Here's Why You Should Think Twice About Ordering From Starbucks' 'Secret Menu'

What's the deal with these secret menus that pretty much every fast-food and coffee shop chain from Taco Bell to Subway seem to have? They sound cool and exclusive, like you're part of some club nobody else knows about — who wants a boring old latte when you can have a Skittles Frappuccino or a Butterbeer Frappuccino instead? The list of exciting drinks on the secret menu feels never-ending, with something for everyone (per Taste of Home).

There are plenty of cool menu hacks to try the next time you're at Starbucks, though, FYI, it's probably best not to have a Frappuccino every single day. Whether you're just dropping in on your way to work or sitting down on a relaxing morning off, you might decide to ditch your regular latte or cappuccino and go for something a little different. 

However, you should probably think twice before ordering from the "secret menu". Here's why. 

It's best to tell the barista the ingredients you want

One former Starbucks employee revealed in an interview with New York Magazine that, unless you know how to make the drink or know exactly what's in it, it's best to avoid the secret menu.
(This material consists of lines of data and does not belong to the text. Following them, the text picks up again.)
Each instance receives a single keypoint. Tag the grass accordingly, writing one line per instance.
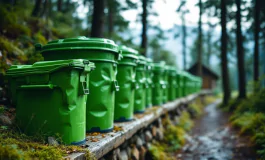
(249, 116)
(19, 146)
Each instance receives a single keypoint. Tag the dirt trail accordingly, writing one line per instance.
(213, 139)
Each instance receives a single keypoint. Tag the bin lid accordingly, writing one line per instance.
(142, 59)
(129, 52)
(49, 66)
(80, 42)
(172, 70)
(149, 63)
(158, 66)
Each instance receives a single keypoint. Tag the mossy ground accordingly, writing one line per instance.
(174, 135)
(15, 145)
(248, 116)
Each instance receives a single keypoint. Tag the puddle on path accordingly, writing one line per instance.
(213, 139)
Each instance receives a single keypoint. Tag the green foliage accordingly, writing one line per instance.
(2, 109)
(249, 117)
(19, 146)
(10, 152)
(185, 121)
(158, 151)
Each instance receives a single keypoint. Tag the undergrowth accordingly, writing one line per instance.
(249, 116)
(174, 137)
(14, 145)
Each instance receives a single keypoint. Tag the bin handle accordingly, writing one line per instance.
(83, 80)
(115, 86)
(45, 86)
(135, 85)
(146, 85)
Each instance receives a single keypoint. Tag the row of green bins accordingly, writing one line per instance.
(124, 99)
(179, 79)
(165, 83)
(172, 83)
(140, 93)
(50, 98)
(105, 54)
(149, 75)
(184, 84)
(158, 82)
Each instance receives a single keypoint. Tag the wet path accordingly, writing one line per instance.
(213, 139)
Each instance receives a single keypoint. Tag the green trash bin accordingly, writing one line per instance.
(149, 75)
(124, 99)
(172, 83)
(105, 54)
(179, 84)
(165, 83)
(158, 82)
(50, 98)
(184, 83)
(140, 93)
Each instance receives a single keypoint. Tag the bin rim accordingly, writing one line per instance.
(48, 67)
(79, 43)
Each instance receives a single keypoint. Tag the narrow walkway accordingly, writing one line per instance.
(213, 139)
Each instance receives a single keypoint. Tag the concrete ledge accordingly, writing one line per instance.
(100, 144)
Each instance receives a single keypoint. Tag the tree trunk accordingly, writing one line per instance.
(240, 54)
(184, 32)
(256, 37)
(199, 71)
(36, 10)
(209, 45)
(225, 75)
(144, 28)
(110, 17)
(59, 5)
(98, 18)
(45, 8)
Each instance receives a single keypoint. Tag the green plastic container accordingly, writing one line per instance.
(165, 83)
(172, 83)
(50, 98)
(150, 85)
(140, 93)
(179, 80)
(158, 82)
(186, 83)
(105, 54)
(124, 99)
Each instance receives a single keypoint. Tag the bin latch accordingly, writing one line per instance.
(116, 87)
(146, 85)
(83, 80)
(135, 85)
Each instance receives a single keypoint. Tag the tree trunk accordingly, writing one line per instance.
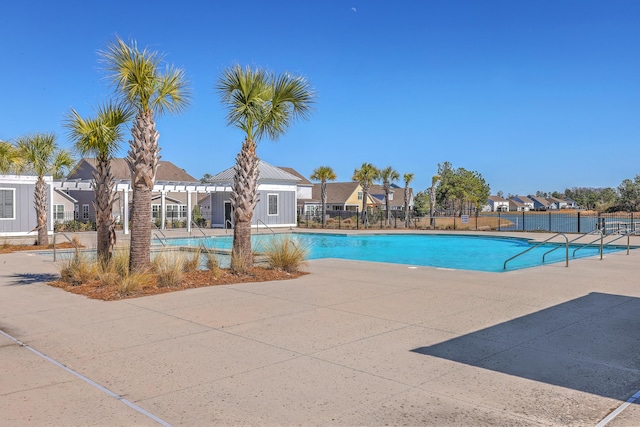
(244, 198)
(432, 206)
(143, 161)
(103, 204)
(40, 202)
(323, 196)
(406, 206)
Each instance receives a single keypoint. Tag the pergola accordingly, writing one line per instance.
(162, 187)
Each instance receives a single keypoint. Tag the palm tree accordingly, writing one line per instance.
(101, 137)
(40, 155)
(388, 175)
(365, 176)
(432, 200)
(408, 177)
(143, 83)
(323, 174)
(9, 158)
(260, 104)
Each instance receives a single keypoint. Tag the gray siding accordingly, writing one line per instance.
(286, 208)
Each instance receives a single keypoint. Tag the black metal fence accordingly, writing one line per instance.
(560, 221)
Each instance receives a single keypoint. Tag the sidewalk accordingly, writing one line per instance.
(349, 344)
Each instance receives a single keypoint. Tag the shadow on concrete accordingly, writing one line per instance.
(31, 278)
(591, 344)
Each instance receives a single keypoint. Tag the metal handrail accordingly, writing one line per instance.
(198, 227)
(261, 221)
(504, 267)
(159, 239)
(571, 241)
(66, 237)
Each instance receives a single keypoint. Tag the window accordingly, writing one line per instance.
(7, 203)
(273, 204)
(58, 213)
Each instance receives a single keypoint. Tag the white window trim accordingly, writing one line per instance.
(277, 204)
(13, 217)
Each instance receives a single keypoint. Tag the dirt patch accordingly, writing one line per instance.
(195, 279)
(7, 248)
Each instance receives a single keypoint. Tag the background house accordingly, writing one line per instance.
(497, 204)
(173, 196)
(277, 198)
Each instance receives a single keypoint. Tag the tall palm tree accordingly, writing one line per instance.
(260, 104)
(388, 175)
(101, 136)
(10, 160)
(432, 200)
(40, 155)
(408, 177)
(323, 174)
(147, 86)
(365, 176)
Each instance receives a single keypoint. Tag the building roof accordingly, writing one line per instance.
(265, 170)
(337, 192)
(303, 180)
(166, 171)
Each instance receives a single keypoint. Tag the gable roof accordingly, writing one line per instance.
(303, 180)
(338, 192)
(166, 171)
(265, 172)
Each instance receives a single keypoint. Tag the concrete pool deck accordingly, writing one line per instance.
(352, 343)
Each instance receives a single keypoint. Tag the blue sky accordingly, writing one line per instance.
(534, 95)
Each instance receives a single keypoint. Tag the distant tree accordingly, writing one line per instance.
(388, 175)
(408, 177)
(323, 174)
(39, 154)
(10, 160)
(461, 189)
(629, 191)
(365, 176)
(421, 203)
(432, 200)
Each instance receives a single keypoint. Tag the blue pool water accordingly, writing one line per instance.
(462, 252)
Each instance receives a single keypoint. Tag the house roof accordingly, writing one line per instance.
(166, 171)
(303, 180)
(337, 192)
(497, 199)
(265, 170)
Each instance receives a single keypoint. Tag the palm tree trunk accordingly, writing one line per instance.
(103, 204)
(244, 198)
(432, 206)
(323, 196)
(406, 206)
(143, 161)
(40, 202)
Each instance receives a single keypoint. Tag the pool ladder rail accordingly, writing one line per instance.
(599, 241)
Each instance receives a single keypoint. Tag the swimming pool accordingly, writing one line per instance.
(462, 252)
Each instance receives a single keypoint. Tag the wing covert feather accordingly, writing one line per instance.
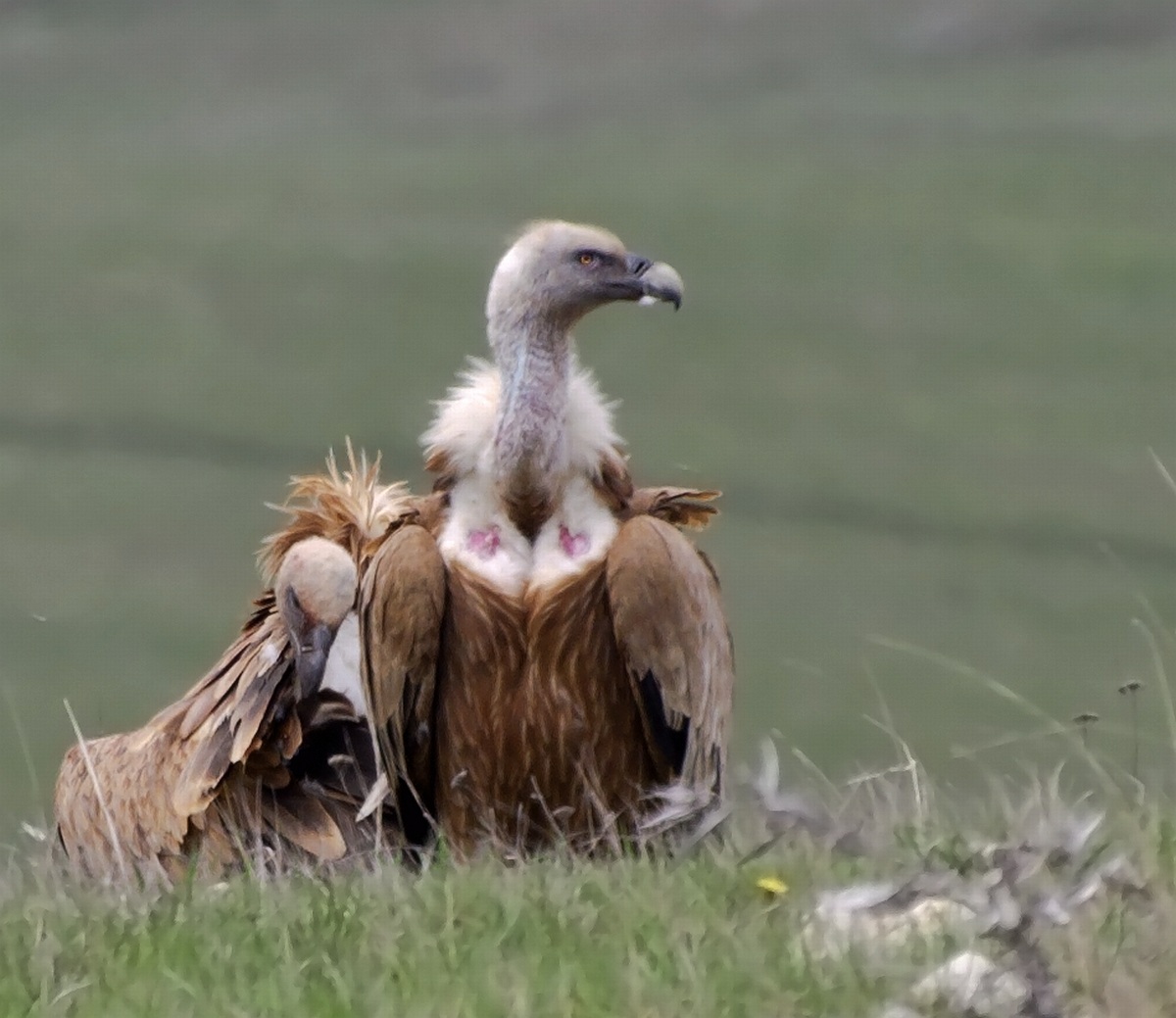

Baristas at Starbucks can make numerous different drinks, but it's best to give them the ingredients rather than the name. They might not know what a drink is based purely on the name given to it on a secret menu. Per Quartz, there are over 170,000 different possible combinations that can be made, so it pays to be specific. 

Take, for example, the Blackberry Cobbler Frappuccino. Outlined by Glamour as one of the best secret menu drinks, it involves starting off with a Vanilla Bean Crème Frappuccino, with white mocha syrup added — the amount depending on the size of the cup — and blackberries too. Rather than just asking for a Blackberry Cobbler Frappuccino, it's best to explain what's in it, and how it's made.  

If it's busy, and the staff seemed rushed off their feet, it's probably best that you don't order something ridiculously complicated. One employee told Thrillist that they might "resent you slightly" if you do so, but that when it's a little quieter, they're usually happy to make something a little different.